If countries A and B sign a treaty agreeing to put certain nuclear warheads into storage, how do they know the other is not cheating?

RUB-wireless-nuclear-monitoring

German and US scientists think they might have the answer, using a technique much like the PUFs – physically uncloneable functions – used in add unpredictable unique identity numbers to ICs.

“The technology combines cyber-physical security assessments, previously only possible on data and security chips, with cross-system physics in a completely new way,” said Professor Christian Zenger of Ruhr University Bochum (RUB).


The new idea is to set up a 3 to 9GHz RF field in the vicinity of the warhead and monitor that remotely for changes.


“Our system uses two antennas to record a radio fingerprint of the room,” said researcher Johannes Tobisch, who was at RUB for this research.

One of the antennas emits a signal, which is reflected off the walls and objects in the room, and the other is used to record the result.

“The recorded signal is characteristic: if the objects were moved only minimally, this would noticeably change the radio fingerprint. Major changes, such as the removal of a stored nuclear warhead, can thus be reliably detected,” according to the university.

But a monitored country could record the outgoing signal, then keep playing that recording back while they tamper with or remove the warhead. “Like someone sticking a photo in front of a surveillance camera,” said Tobisch.

RUB-wireless-nuclear-monitoring

Against this, the concept includes 20 movable mirrors clustered around the antennas, and the monitoring country would make a database of radio fingerprints for multiple mirror positions during a one-time initial site visit.

Now the monitoring state can occasionally ask the monitored state to move the mirrors into new positions, knowing what pattern this should generate if nothing else in the room has been touched.

To test the concept, movable barrels were set up in a shipping container at Ruhr University. “Using this set-up, they showed that radio fingerprints could be reliably reproduced for individual mirror settings,” said the university. “Different mirror settings also produced a variety of easily distinguishable radio fingerprints. If the researchers moved one of the barrels in the container, a few millimeters of displacement were enough to show up in the radio fingerprint.”

The team analysed whether it’s possible to decipher how mirror positions and radio fingerprints correspond to each other using machine learning, and it is, but it isn’t quick.

“With 20 mirrors, it would take eight weeks for an attacker to decode the underlying mathematical function,” said Tobisch, adding:  “Because of the scalability of the system, it’s possible to increase the security factor even more.”
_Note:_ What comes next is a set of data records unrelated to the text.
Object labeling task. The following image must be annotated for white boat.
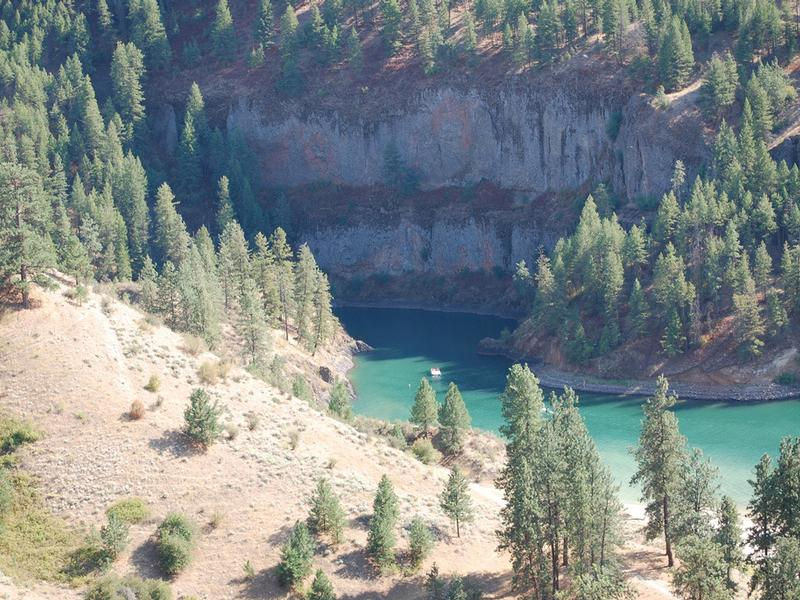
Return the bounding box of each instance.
[430,367,442,377]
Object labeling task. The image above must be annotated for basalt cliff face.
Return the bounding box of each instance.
[223,75,707,307]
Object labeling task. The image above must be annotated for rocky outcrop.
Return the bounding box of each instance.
[228,83,706,200]
[301,216,560,277]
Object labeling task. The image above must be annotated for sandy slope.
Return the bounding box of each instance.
[0,285,682,599]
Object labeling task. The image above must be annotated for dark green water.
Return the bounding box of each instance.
[337,306,800,503]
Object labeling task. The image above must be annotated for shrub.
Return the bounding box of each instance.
[0,468,12,517]
[129,400,146,420]
[0,416,41,454]
[307,479,345,545]
[100,514,129,563]
[277,521,314,588]
[144,375,161,393]
[183,335,206,356]
[289,430,300,451]
[84,574,173,600]
[411,438,440,465]
[775,372,798,385]
[183,389,222,448]
[408,517,433,570]
[328,380,352,420]
[225,423,239,441]
[245,413,260,431]
[292,375,313,403]
[197,361,220,385]
[307,569,336,600]
[156,513,195,577]
[107,498,150,525]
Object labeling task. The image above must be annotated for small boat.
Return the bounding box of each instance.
[430,367,442,377]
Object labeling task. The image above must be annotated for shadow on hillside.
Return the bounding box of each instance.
[147,429,203,458]
[338,570,515,599]
[266,523,294,546]
[238,564,280,598]
[130,539,163,580]
[333,547,377,581]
Ruhr University Bochum worked with the Max Planck Institute for Security and Privacy Bochum, Princeton University, the University of Connecticut, Harvard University, Physec and Technische Universität Berlin.

“70% of the world nuclear weapons are kept in storage for military reserve or awaiting dismantlement,” according to Sebastien Philippe of Princeton University. “The presence and number of such weapons at any given site cannot be verified easily via satellite imagery or other means that are unable to see into storage vaults. Because of the difficulties to monitor them, these 9,000 nuclear weapons are not accounted for under existing nuclear arms control agreements.”

This research is published by the journal Nature Communications as ‘Remote inspection of adversary-controlled environments‘ – full paper available without payment.